Barry got tired of me contributing repeats for FFB so he did an all new review. Make sure you check out the full list over on Patti’s blog after you read Barry’s work below.


KILLED ON THE ROCKS (1990) by William L. DeAndrea


Reviewed by Barry Ergang


Matt Cobb is the vice-president of the Special Projects division of a television network identified only as “the Network.” As he explains in his first-person narrative: “‘Special Projects’ is the title some nameless propaganda genius gave years ago to the part of the Network that would handle everything too nasty for the Legal Department, and too sensitive for Public Relations…I’d never lusted after the job, and sometimes I didn’t want it now, but I had it, and I did the best I could. I tried to keep things as legal as necessary and as moral as possible.”

The network has been targeted for a takeover by billionaire G.B. Dost, who “bought companies the way a kid bought baseball cards, and treated them that way, too: collecting them, trading them, rearranging them, and for all I know, flipping them against other corporate raiders to see who could get his company closest to the stoop without touching, winner take all.” But the Network’s president tells Cobb someone is trying to quash the deal, shows him an anonymous letter of warning, and assigns him to accompany a number of other Network personnel to Dost’s northern New York estate, the aptly-named Rocky Point, where negotiations are supposed to begin in a home whose residents, regular and temporary, include Dost, his wife, his son, his business partner, and his longtime domestic help.  
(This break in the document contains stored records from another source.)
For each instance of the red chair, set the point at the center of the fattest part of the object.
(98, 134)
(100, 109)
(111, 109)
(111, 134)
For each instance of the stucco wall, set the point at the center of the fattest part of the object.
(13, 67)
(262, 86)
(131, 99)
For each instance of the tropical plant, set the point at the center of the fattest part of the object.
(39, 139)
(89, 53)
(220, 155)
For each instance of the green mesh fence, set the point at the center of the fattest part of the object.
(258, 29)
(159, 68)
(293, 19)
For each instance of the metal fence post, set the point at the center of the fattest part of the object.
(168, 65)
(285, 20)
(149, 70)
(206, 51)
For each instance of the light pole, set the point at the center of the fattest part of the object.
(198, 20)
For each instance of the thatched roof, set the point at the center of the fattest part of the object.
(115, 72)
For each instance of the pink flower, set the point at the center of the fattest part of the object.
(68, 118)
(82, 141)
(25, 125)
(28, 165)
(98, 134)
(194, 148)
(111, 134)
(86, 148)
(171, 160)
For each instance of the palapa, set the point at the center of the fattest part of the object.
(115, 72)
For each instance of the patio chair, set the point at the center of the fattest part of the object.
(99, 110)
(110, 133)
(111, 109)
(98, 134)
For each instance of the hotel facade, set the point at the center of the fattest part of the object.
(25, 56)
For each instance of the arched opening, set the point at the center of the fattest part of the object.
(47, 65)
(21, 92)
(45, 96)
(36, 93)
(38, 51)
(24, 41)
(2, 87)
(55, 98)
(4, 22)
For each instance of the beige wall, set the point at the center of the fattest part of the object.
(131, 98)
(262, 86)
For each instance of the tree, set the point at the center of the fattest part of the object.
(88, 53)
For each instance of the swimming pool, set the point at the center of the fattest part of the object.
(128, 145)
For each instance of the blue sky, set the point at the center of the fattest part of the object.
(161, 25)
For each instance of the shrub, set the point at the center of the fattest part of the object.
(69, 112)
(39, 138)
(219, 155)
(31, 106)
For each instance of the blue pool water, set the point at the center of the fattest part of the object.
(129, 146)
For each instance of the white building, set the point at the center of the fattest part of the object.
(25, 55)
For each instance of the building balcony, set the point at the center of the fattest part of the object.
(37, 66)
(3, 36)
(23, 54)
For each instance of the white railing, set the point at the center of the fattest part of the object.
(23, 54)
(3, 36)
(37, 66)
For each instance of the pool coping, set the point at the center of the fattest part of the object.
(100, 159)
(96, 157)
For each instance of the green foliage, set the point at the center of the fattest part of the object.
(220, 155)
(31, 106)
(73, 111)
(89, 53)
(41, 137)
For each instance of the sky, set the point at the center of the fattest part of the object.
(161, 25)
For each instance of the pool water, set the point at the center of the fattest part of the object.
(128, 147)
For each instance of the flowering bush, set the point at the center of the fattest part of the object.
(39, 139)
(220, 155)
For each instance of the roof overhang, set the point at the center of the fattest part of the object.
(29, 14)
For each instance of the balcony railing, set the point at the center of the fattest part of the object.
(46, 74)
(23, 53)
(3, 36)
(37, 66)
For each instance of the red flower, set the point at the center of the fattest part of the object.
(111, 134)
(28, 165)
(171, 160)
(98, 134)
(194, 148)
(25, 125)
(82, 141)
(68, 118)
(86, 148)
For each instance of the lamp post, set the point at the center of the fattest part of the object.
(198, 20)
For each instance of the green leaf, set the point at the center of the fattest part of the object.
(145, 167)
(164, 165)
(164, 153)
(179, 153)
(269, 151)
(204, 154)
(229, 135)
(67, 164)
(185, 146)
It’s February, it’s been snowing in the Rocky Point area periodically for weeks, and it’s snowing on the drive up. In fact, it’s becoming a major snowstorm. And so we have the setup for a very entertaining take on a classic “impossible crime” situation: a murder victim—in this case Dost—found in a field of unmarked snow. The nature of the murder is such that the killer would have to be close to the victim. Traditionally, the only footprints in the snow would be the victim’s, leaving readers and detectives to ponder how the murderer could have approached and slain the victim, then departed without leaving prints of his or her own. For Matt Cobb the question becomes not only who killed Dost, but also how and why his body lay a significant distance from the house in utterly unmarked snow.
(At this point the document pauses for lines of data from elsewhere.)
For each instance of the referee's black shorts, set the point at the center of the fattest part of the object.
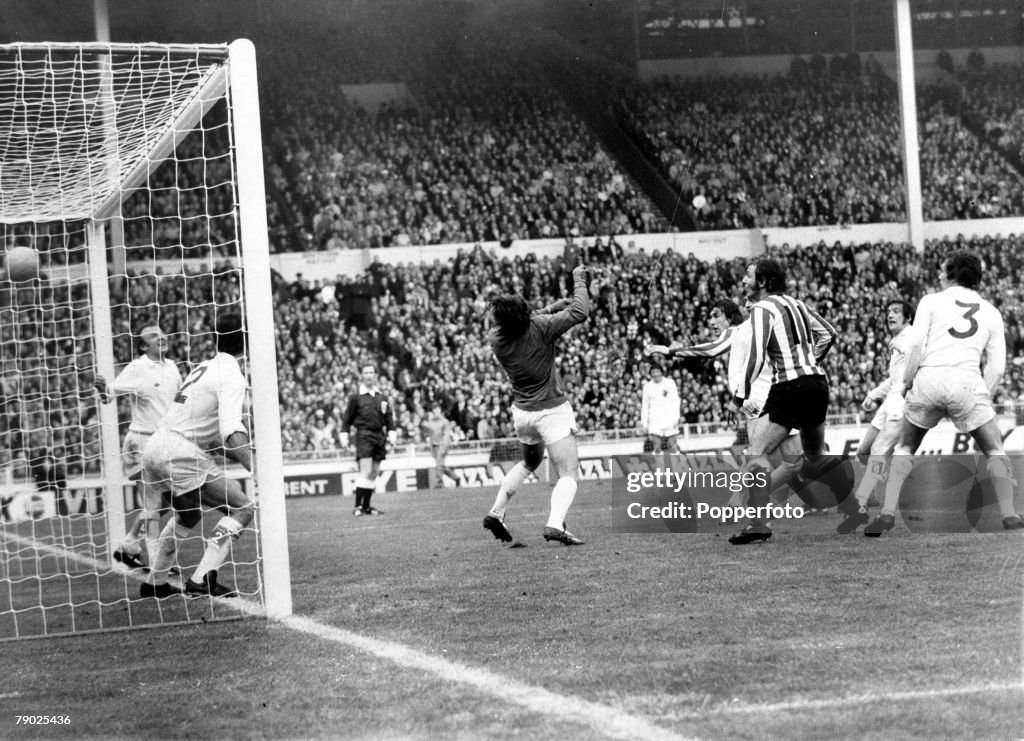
(371, 443)
(799, 404)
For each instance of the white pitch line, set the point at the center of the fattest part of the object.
(600, 720)
(852, 701)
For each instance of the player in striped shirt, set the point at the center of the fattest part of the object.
(791, 339)
(955, 359)
(734, 338)
(206, 413)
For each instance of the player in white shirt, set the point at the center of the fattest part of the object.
(207, 412)
(886, 400)
(151, 381)
(955, 358)
(659, 410)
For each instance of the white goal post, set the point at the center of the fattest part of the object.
(135, 172)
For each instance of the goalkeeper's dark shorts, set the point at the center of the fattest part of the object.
(370, 444)
(799, 404)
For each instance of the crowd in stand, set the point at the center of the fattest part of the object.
(425, 327)
(473, 154)
(818, 145)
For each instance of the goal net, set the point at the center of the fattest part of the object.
(134, 172)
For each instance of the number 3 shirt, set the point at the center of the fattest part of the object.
(957, 329)
(209, 404)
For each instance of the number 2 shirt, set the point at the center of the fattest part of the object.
(209, 405)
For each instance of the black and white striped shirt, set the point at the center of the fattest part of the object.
(790, 337)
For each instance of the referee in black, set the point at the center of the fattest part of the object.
(370, 415)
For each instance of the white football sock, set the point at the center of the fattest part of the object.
(1003, 483)
(899, 469)
(873, 472)
(227, 530)
(513, 479)
(561, 499)
(165, 551)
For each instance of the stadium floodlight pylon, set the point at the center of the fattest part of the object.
(135, 171)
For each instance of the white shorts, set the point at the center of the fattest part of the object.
(545, 426)
(961, 395)
(890, 410)
(131, 453)
(171, 461)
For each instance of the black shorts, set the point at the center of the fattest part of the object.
(370, 444)
(799, 404)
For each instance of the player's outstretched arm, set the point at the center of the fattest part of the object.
(555, 325)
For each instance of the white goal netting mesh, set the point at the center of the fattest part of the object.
(139, 140)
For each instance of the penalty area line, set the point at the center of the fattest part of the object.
(600, 720)
(852, 701)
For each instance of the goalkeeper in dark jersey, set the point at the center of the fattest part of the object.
(524, 345)
(371, 416)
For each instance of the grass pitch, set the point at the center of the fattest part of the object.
(419, 624)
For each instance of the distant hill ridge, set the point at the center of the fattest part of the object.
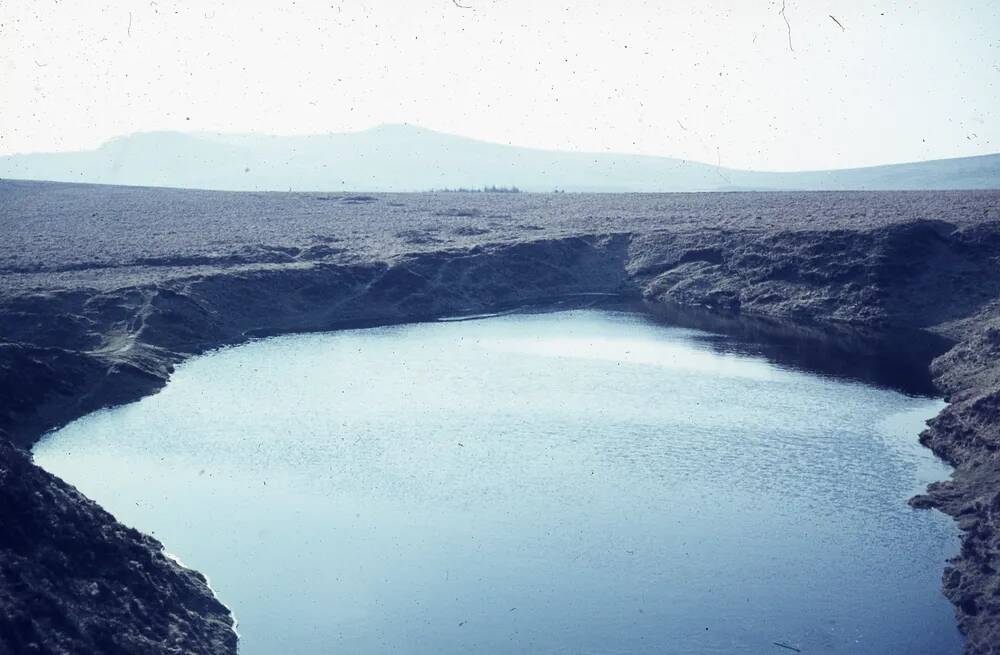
(408, 158)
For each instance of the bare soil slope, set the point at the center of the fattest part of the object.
(104, 289)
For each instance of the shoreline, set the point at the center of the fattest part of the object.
(72, 348)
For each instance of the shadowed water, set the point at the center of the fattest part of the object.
(575, 482)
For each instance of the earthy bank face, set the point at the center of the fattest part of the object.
(575, 482)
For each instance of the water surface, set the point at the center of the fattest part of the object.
(575, 482)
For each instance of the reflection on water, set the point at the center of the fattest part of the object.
(578, 482)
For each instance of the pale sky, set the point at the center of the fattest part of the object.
(710, 80)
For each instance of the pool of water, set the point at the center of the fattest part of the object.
(575, 482)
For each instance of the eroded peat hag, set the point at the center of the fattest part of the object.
(106, 289)
(584, 481)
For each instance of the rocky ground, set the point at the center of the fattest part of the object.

 Killed on the Rocks is written in an engagingly wry-toned conversational style and filled with its share of semi-hardboiled action and reasonably well-differentiated characters. This is the first of this author’s series that I’ve read, though I’ve known of it for years. I cannot only recommend Killed on the Rocks as a clever, fast-paced diversion, I’m sure if I’m lucky to live long enough, I’ll read other Matt Cobb mysteries.

Warning: some occasional raw language, including a fewbut not a lot off-bombs, so those easily offended will want to avoid this one.


© Barry Ergang 2016

Derringer Award-winner Barry Ergang’s most recent e-book offerings—at both Smashwords and Amazon—are the fantasy for children “The Boy Who Ate Rainbows” and “The Vole Eater,” a parody of science fiction grand master Mike Resnick’s The Soul Eater.

4 comments:

Earl Staggs said...


Sounds like a good one, Barry.

Richard Robinson said...

I certainly remember DeAndrea's column, J'Acusse!, and I have his The Manx Murders on the shelf unread, but I haven't read this one or any of the others. Perhaps I need to rectify that.

Barry Ergang said...

It's definitely a good one, Earl.

As I said in the review, Richard, I hope to read more of DeAndrea's work because this one was a good, fast entertainment.

Mathew Paust said...

Sounds very apropos our current national mood, especially toward the corporate media. Enjoyed the review, Barry.